Fine-tuning multilingual BERT for sequence classification with Trainer API

mu1990 · November 29, 2023, 7:46pm

Hi,

Im fine-tuning multilingual bert for sequence classification as this [CLS] context [SEP] choice [SEP] [PAD] …

Im using the Trainer API

batch_size = 8 # probar con 32
num_train_epochs = 6
logging_steps = len(encoded_datasets['train']) // (2 * batch_size * num_train_epochs)

training_args = TrainingArguments(
    output_dir="results",
    overwrite_output_dir=True,
    num_train_epochs=num_train_epochs,
    learning_rate=0.01, # {5e-5, 3e-5, 2e-5, 0.1}
    per_device_train_batch_size=batch_size,
    per_device_eval_batch_size=batch_size,
    load_best_model_at_end=True,
    metric_for_best_model="accuracy",
    warmup_steps=500,
    weight_decay=0.1, # {0, 0.01, 0.1}
    evaluation_strategy="epoch",
    save_strategy="epoch",
    logging_steps=logging_steps,
)

def compute_metrics(eval_pred):
    metric = evaluate.load("accuracy")
    logits, labels = eval_pred
    logitsTensors = torch.from_numpy(logits)
    print('eval_pred:', eval_pred)
    print('-'*40)
    print('logits:', logits)
    print('-'*40)
    print('labels:', labels)
    print('-'*40)
    probabilities = torch.softmax(logitsTensors, dim=1)
    predictions = torch.argmax(probabilities, dim=1) # [1, 0, 0, 1...] axis=-1
    print('predictions: ', predictions)
    # return {"accuracy": np.mean(predictions == labels)}
    return metric.compute(predictions=predictions, references=labels)

trainer = Trainer(
    model=model,
    args=training_args,
    train_dataset=encoded_datasets['train'], #encoded_datasets['train'],
    eval_dataset=encoded_datasets['validation'], #encoded_datasets['validation'],
    #data_collator=data_collator,
    tokenizer=tokenizer,
    # id2label=id2label,
    # label2id=label2id,
    compute_metrics=compute_metrics
)

I have experimented with different parameters but I almost always get 0.5 in accuracy and my training and validation loss stays almost the same.

What could this mean?

could you recommend me some guideline?

Thank you!

jeevisha30 · December 1, 2023, 6:14pm

Can you share your training script?

mu1990 · December 1, 2023, 7:44pm

Hi, thank you for your answer.

I don’t have any training script, I was hoping to train the model through Trainer as shown, without the Pytorch training loop. Is this approach correct?

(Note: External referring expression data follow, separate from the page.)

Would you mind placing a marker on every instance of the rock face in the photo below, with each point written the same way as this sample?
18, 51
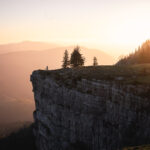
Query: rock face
92, 115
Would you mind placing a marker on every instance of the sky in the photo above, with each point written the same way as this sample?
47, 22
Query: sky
114, 26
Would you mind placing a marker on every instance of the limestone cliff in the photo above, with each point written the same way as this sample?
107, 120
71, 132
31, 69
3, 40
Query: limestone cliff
74, 113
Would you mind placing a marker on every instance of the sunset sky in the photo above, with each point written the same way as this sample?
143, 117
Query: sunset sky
114, 26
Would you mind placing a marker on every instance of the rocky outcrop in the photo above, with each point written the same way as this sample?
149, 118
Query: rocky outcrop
91, 115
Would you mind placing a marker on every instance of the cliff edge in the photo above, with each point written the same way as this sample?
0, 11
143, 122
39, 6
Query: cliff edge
90, 109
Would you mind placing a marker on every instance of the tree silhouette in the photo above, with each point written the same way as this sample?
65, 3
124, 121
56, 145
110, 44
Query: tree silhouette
76, 58
95, 63
65, 60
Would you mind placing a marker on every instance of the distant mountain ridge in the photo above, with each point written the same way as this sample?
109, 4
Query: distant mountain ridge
140, 56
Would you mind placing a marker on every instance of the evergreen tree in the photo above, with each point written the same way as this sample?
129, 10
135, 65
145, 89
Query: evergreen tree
95, 63
76, 59
65, 60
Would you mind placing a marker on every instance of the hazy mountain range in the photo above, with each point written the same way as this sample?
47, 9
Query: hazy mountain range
17, 61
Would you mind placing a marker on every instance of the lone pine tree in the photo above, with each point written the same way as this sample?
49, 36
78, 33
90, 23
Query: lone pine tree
76, 59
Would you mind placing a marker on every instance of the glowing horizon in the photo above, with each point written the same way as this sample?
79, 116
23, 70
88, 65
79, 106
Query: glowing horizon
114, 26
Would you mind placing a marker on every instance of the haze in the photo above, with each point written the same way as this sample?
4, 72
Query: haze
115, 26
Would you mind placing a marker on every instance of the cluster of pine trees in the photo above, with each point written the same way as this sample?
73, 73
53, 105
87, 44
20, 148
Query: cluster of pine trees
76, 59
140, 56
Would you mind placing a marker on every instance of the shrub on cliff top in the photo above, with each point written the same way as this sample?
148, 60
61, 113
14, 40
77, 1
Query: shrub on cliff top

accuracy always stuck in 50%, what could that mean?

jeevisha30 · December 5, 2023, 10:56pm

can you try this and see what is your accuracy coming out to be?

    logits, labels = p
    logits = logits.tolist()
    labels = labels.tolist()
    pred = np.argmax(logits, axis=1).tolist()
    
    logits_tensor = torch.tensor(logits)
    prob = torch.nn.functional.softmax(logits_tensor, dim=-1).tolist()
    accuracy = accuracy_score(y_true=labels, y_pred=pred)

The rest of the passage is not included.